What do we mean when we talk about privacy on the internet?

May 13, 2010 by
Filed under: Uncategorized 

I’m doing some research into privacy and technology. I’ve probably mentioned that already. Yesterday, as part of my research, I interviewed an man who has been involved in the internet in Israel since 1994. We had a very interesting chat over a lovely cup of coffee in a very beautiful corner of Tel Aviv (Cafe Ben Ami, if you were wondering).

Our conversation was very interesting, but then it occurred to me that we hadn’t really explicitly defined which aspects of privacy we were talking about. We were mostly talking about how people put more and more stuff online, more and more of which is publicly accessible by other people. In other words, we were talking about privacy in terms of the stuff other people know about you.

This is no doubt interesting, but I’m not sure it’s the main point at all. I think that of more interest is what machines know about you, and how this enables them to target you with certain adverts. For instance, Google’s search logs have been called a “database of intentions”. Put very simply, your past behavior (and your searches are in some ways a proxy for your behavior) might predict your future behavior. If, every Friday, you search for a nice place to go out for dinner that night, how complicated would it be to give you an advert on Friday morning for a restaurant?
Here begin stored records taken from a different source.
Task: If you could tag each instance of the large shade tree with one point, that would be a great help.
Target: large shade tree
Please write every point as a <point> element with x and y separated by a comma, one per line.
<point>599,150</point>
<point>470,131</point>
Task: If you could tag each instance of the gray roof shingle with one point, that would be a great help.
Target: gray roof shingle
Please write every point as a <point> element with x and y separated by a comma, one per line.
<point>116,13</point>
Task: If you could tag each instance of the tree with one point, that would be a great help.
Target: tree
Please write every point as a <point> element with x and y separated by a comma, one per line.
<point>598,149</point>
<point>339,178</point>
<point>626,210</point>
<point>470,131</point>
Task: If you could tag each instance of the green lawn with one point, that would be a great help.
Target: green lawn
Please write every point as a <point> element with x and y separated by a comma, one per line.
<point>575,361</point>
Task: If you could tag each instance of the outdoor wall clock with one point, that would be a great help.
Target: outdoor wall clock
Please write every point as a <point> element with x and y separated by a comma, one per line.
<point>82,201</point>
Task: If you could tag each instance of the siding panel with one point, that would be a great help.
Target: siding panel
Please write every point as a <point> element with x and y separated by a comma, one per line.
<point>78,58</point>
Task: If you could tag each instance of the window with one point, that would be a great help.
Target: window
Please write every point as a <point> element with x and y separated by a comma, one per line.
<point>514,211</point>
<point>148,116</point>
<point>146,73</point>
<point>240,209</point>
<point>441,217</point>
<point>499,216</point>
This is why Elliot Schrage, vice president for public policy at Facebook, gets it completely wrong in his really quite awkward questions and answers piece in the New York Times. As far as he is concerned, there’s no problem with Facebook sharing your data with other companies because they never share your name or other personally identifiable information. (The issue of de-anonymization is one for another post, so I’ll just put that aside for now.) The point, of course, isn’t that they have my name. The concern isn’t what other people know about me (or at least, that’s not the only concern). The concern is about how knowledge of my past behavior and interests might enable a commercial entity to have too much influence over my future behavior and consumption decisions.